Like anything in Octopus, you need to make a unique name for the role. Within the custom role page, you see all the roles listed and what actions they allow. By checking the checkbox, you enable those abilities for that role. I did a quick guestimate to see how many roles there were and I believe it’s around 60. So, there’s 60 roles you can enable/disable for any given team you want to assign permissions for. The wide variety of roles enables you to specifically target certain features within Octopus teams. So what roles or permissions would I select for our Tester deployer role? Figure 6 shows a portion of roles or permissions I’ve chosen what I want to allow or disallow.

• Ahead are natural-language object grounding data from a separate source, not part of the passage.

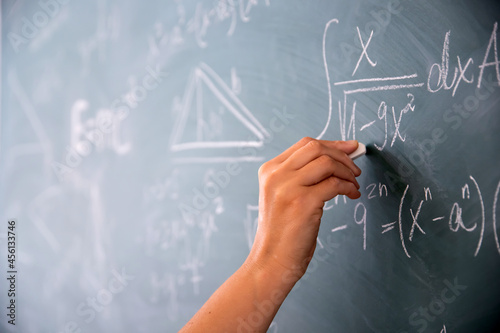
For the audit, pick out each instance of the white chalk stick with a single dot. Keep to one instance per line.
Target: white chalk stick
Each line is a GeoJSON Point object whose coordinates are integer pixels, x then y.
{"type": "Point", "coordinates": [358, 152]}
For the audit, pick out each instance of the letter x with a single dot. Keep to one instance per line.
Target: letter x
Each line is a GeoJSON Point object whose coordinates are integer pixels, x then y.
{"type": "Point", "coordinates": [364, 53]}
{"type": "Point", "coordinates": [415, 217]}
{"type": "Point", "coordinates": [462, 71]}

So I’ve selected ReleaseCreate, ReleaseDelete, ReleaseEdit and ReleaseView as I want the testers to be able to deploy from the test environment to staging. Note how I did not select ProjectEdit. I don’t want testers to be able to modify anything. There are many roles that span different aspects of Octopus’s security levels. I didn’t show them all here, but I showed this to illustrate how customizing your roles is as easy as checking on or off checkboxes within the custom roles page. With this, you can concoct any combination of permissions into a unique role and apply it to your teams. I’ve repeated myself quite a few times but the best way to get the results you want is to experiment. Once you get accustomed to the rights and what it’s capable of, you’ll see that anything is possible – it just requires planning. If you’re not sure what permissions are being applied, on the “Teams” page in the upper right hand corner, you’ll see a “Test Permissions” link. That link will take you to a page as shown in Figure 7 where you can inspect all the permissions that are being applied to a user regardless of project or environment. It’s an invaluable tool to see what rights people have and while you’re tinkering with your configuration.
Here you can see my access in my octopus server that’s on Azure. This test permissions tool is used to see what projects and environments have access to which permissions for a particular user as entered up above. It’s invaluable tool while testing and finding permission mistakes for specific users. Since I’m an Octopus Administrator, you can see some of my permissions in Figure 8 below.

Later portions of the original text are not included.